Unions - Partie 2
Périphéries extérieurs de Shiganshina, 2 octobre 852
La longue face solide de Gelgar, éclairée par le soleil doré d'automne, reflétait tout de son malaise. Dans ses mains, des documents rangés sur un joli support. En face de lui, Mike et Marion. Le premier fronçait légèrement son nez épais et long ; la seconde, elle, se frottait le menton.
Elle balaya son environnement de son œil restant. Du faux champ de bataille qu'elle voyait, envahi par des soldats exotiques galopant çà et là et des mannequins d'humains ou de titans, émanaient cris, claquements frénétiques de sabots, et bruits métalliques de plaques d'armure s'entrechoquant. Les membres des différentes Divisions apprenaient vite de leurs erreurs, et se divisaient le travail bien différemment que la veille...
Cependant, leur formation était toujours trop maladroite.
Les bougres armurés du Moyen-Orient, et les camarades d'Oskar, Okabe et Fang, se focalisaient certes sur les faux humains. Les archers en mouvement s'entraînaient toujours plus à viser des cibles, et ceux de Piirissaar et ses alentours accompagnaient les soldats des Murs pour s'en prendre aux faux géants. Mais une seule flèche perdue, un seul coup d'épée maladroit, pouvait tuer leurs alliés – et elle ne parlait pas de la difficulté qu'ils avaient pour se retirer à temps afin de laisser la place aux autres.
Ce que Gelgar leur avait rapportés, à elle et le Résistant, était l'incident qui avait manqué de tuer Jules et Leonid. Ils avaient tenté de travailler de paire avec Kwamboka et compagnie ; néanmoins, la distraction qu'ont voulu mettre en place les seconds avait perturbé le géant en question. Ces escaladeurs ne peuvent pas s'en prendre à des titans trop vifs... Ils l'ont dit eux-mêmes, en cas de mouvement brusque, ils peuvent tomber et s'écraser à terre, aussi réactifs soient-ils pour se rattraper à la chair dudit titan. Alors, si des archers s'en mêlent, ça sera la foire aux morts.

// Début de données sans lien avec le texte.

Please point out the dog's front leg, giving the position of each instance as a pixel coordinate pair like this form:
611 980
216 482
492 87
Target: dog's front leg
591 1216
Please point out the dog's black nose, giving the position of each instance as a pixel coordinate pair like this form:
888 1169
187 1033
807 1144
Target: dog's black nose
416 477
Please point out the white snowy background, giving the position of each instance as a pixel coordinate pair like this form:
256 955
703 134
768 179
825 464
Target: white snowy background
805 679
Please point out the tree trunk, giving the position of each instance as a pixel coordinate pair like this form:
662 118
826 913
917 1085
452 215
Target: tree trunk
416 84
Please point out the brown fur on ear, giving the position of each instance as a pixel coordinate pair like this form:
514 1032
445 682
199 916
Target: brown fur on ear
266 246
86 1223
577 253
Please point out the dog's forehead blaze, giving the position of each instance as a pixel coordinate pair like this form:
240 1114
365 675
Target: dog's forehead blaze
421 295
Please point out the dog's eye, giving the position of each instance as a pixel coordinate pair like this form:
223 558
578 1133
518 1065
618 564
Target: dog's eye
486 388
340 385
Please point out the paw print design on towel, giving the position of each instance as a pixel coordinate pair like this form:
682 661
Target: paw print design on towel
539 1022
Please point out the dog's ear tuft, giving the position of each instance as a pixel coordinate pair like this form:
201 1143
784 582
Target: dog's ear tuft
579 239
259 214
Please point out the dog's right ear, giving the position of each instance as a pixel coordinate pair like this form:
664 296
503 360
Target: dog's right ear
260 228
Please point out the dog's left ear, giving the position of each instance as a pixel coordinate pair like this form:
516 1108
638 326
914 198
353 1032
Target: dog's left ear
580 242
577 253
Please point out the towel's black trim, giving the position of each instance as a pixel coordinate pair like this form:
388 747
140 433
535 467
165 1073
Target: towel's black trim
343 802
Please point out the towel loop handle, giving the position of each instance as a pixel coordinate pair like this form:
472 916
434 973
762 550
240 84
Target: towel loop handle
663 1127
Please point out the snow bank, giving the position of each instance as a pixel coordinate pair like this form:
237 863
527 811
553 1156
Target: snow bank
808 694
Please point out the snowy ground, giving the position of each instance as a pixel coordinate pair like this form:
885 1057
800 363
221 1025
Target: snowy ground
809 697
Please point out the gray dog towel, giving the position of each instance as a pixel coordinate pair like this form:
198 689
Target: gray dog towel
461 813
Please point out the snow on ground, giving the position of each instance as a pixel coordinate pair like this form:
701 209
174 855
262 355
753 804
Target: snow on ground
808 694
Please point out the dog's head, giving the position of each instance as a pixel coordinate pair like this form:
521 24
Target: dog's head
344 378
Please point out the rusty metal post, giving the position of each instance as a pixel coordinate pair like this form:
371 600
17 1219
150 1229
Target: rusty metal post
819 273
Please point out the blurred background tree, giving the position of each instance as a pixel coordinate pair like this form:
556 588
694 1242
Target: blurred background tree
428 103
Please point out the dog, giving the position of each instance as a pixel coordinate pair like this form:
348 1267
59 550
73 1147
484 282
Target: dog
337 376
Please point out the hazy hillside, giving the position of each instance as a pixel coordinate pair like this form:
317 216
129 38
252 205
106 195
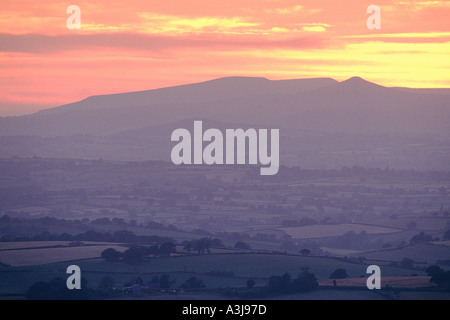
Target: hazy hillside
310 104
324 123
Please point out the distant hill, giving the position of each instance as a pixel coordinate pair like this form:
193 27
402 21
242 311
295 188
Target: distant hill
324 123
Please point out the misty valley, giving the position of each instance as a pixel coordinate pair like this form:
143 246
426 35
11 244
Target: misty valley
221 231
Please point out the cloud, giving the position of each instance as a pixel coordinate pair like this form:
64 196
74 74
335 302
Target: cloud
288 10
44 44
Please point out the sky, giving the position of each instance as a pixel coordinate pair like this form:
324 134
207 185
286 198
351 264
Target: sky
135 45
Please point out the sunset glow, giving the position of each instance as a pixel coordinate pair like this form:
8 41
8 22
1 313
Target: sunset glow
139 45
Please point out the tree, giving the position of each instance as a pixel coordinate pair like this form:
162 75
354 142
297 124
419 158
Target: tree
439 276
306 281
167 248
420 238
339 274
279 284
407 263
250 283
242 245
305 252
134 255
447 235
193 283
106 283
111 255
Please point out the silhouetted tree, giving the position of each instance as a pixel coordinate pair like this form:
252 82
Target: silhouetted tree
306 281
339 274
193 283
111 255
134 255
250 283
242 245
305 252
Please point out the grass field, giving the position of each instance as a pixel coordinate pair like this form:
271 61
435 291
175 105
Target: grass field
396 282
31 257
425 252
321 231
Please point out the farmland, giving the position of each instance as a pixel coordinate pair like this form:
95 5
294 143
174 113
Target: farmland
56 212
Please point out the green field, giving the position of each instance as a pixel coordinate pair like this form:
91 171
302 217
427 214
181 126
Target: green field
243 266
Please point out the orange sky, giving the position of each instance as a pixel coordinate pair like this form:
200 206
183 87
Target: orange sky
138 45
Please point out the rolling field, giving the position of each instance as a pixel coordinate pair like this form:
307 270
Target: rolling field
31 257
243 266
424 252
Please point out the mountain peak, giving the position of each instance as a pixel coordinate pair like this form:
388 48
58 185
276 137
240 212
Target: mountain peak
358 82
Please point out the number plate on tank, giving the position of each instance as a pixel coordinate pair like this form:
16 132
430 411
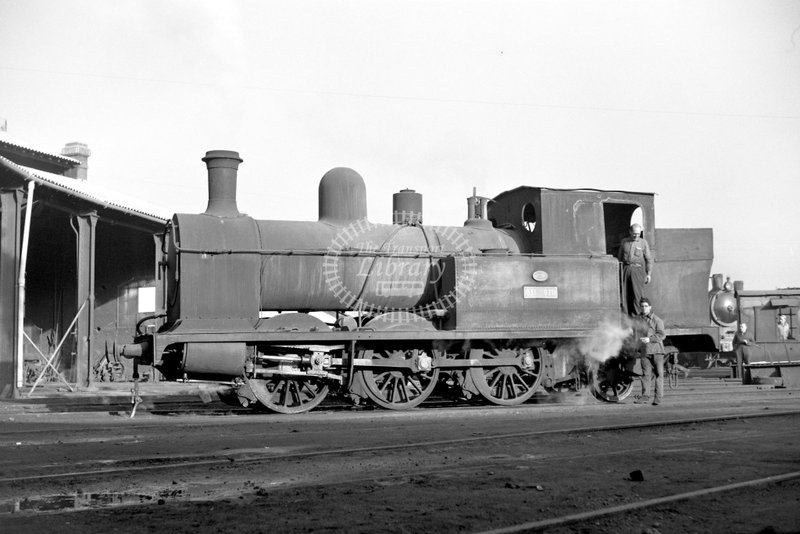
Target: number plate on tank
540 292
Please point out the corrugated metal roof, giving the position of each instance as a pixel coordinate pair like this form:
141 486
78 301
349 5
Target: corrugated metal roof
8 139
90 191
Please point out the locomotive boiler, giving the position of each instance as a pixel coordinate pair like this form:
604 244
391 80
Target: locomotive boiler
503 306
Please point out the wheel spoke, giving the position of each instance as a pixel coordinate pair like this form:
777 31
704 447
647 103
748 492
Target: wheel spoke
512 384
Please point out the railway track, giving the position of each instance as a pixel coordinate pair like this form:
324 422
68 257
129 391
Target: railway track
89 470
132 464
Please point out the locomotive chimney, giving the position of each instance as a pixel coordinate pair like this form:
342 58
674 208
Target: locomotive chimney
222 168
407 207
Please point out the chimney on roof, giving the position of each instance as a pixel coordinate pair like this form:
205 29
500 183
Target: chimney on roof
81 152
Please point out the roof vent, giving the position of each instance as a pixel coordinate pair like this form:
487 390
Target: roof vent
80 152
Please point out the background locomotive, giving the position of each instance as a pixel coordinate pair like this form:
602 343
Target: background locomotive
509 303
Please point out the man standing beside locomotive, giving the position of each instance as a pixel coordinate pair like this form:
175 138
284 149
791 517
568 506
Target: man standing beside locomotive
637 264
652 353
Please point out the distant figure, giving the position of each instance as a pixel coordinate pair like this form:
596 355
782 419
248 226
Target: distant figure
741 347
653 353
783 328
637 261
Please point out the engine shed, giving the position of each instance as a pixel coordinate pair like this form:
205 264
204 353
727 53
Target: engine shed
76 270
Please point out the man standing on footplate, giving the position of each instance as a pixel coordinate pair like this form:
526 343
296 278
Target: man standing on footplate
652 353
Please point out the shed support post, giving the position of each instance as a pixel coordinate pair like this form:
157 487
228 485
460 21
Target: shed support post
10 227
87 239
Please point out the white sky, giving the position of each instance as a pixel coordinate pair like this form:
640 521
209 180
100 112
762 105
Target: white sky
695 100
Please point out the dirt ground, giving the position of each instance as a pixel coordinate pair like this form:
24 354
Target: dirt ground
438 485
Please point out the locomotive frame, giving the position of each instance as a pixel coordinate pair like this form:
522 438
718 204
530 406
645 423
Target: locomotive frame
508 304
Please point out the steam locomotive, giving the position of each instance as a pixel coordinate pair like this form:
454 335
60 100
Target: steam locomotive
516 300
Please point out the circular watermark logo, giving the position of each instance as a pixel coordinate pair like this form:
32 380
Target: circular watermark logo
387 270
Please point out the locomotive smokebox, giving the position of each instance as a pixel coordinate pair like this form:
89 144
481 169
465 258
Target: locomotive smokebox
223 166
407 207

Rebecca avait détruit l'usine à mastodontes de la base ouest. En prenant en compte le fait que beaucoup de ces monstres avaient été tués par les explorateurs et compagnie, et qu'Isaac avait ordonné aux restants d'attaquer les américains, il ne devait plus rester grand-chose d'autre que des soldats armés de fusils d'assaut et des fichus semi-géants.
Seuls nous, équipés d'équipements tridimensionnels, pouvons nous occuper de Gaby Braun, de Hannah Steel, ou de Wilson. L'aide des sentinelles d'Europe du Nord-Est peut nous être utiles, au vu de la vitesse avec laquelle ils peuvent attaquer. Mais ceux d'Asie, du Moyen-Orient, et j'en passe, eux, ne sont pas de taille, sauf cas exceptionnel. Cependant, on n'a pas le temps de s'y pencher, sur ceux-là.
Pour Marion, il était donc évident que tous ceux incapables de charcuter efficacement du titan devaient se concentrer sur des humains. Rien que de les voir tenter d'assaillir Eren ou Annie, ou de trancher de faux talons, la désespérait. Les quelques individus s'en prenant aux mannequins produisaient bien plus de résultats.
Elle se tourna donc vers Mike et Gelgar... lequel ordonnait encore et toujours son fichu pompadour couleur paille. Un peu plus, et elle aurait cru dur comme fer que sa nervosité était une constante chez lui.
« Il faut revoir la répartition des tâches », annonça-t-elle. « La dernière fois, vous avez eu du mal à vous occuper des américains et des titans, non ? Cette fois-ci, on a d'autres cartes dans nos mains. Ces personnes des Divisions peuvent s'en prendre aux fantassins. Quant à nous et les quelques natifs de Piirissaar, focalisons-nous sur les géants. »
Mike la dévisagea un instant de ses yeux pâles et plissés, puis passa brièvement un index dans son bouc épars. Il finit par acquiescer. Stratégie approuvée, on dirait. « Quant aux archers ? » demanda-t-il. « Ils peuvent tirer par mégarde sur notre armée. » Oh, c'est vrai...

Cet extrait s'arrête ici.